Me desdigo de las dudas finales de mi carta anterior, Julia.
Lo más atroz de ningún modo puede ser insignificante porque el sufrimiento de cada persona torturada o esclavizada existe realmente, incluso ampliado por la consciencia, tan típicamente humana… por más que todo acabe con la muerte y, más allá, con la danza silenciosa de las estrellas.
Y quizá por deformación profesional, tengo el convencimiento de que la expresión, incluso la denuncia, de ese sufrimiento es el origen de todo sentido humano.
Por eso creo que el silencio es la peor de las opciones.
De nuestros genes emana la necesidad de un reconocimiento mutuo sin el cual nuestra existencia se desvanece. No somos nada sin los otros, mientras que con ellos llegamos a tener la sensación de una inusitada capacidad de trascender (y de ser felices, por qué no decirlo)
Lo que no se cuenta, no existe, dicen algunos egocéntricos; pero no es cierto; el problema es que aún existiendo con una intensidad infinita, el silencio escamotea el eslabón de una cadena de escrutinios, de ensayos, de tanteos que si se rompe, nos obliga a empezar una y otra vez la tarea de entender, de entendernos, .

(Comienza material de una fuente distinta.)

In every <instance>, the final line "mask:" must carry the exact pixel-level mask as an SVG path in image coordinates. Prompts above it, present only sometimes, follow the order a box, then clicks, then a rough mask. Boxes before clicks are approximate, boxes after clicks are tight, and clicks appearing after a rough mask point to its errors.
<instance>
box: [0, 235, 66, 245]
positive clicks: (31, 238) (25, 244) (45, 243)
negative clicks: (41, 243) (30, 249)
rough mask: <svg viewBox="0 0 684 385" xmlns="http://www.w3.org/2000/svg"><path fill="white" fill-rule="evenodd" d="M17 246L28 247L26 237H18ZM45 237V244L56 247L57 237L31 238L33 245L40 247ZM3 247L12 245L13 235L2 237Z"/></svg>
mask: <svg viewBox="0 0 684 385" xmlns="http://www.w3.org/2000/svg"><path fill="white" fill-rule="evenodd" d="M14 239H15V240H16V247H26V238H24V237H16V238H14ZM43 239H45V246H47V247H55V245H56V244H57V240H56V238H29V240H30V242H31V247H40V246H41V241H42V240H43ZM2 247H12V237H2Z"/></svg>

Infinito, el sufrimiento anónimo y silencioso; infinito el valor de cada vida humana, por única; infinito, dicen, el universo. Una lucha de infinitos que se expanden en el espacio sideral o se contraen dentro del alma dolorida.
Poéticas aparte, yo sigo reivindicando el sentido de lo humano. Necesito hacerlo para seguir hilando día tras día las crónicas de sucesos con las que me gano la vida.
Si alguna vez consigo descubrirlo, o simplemente entreverlo, ten por seguro, Julia, que lo contaré.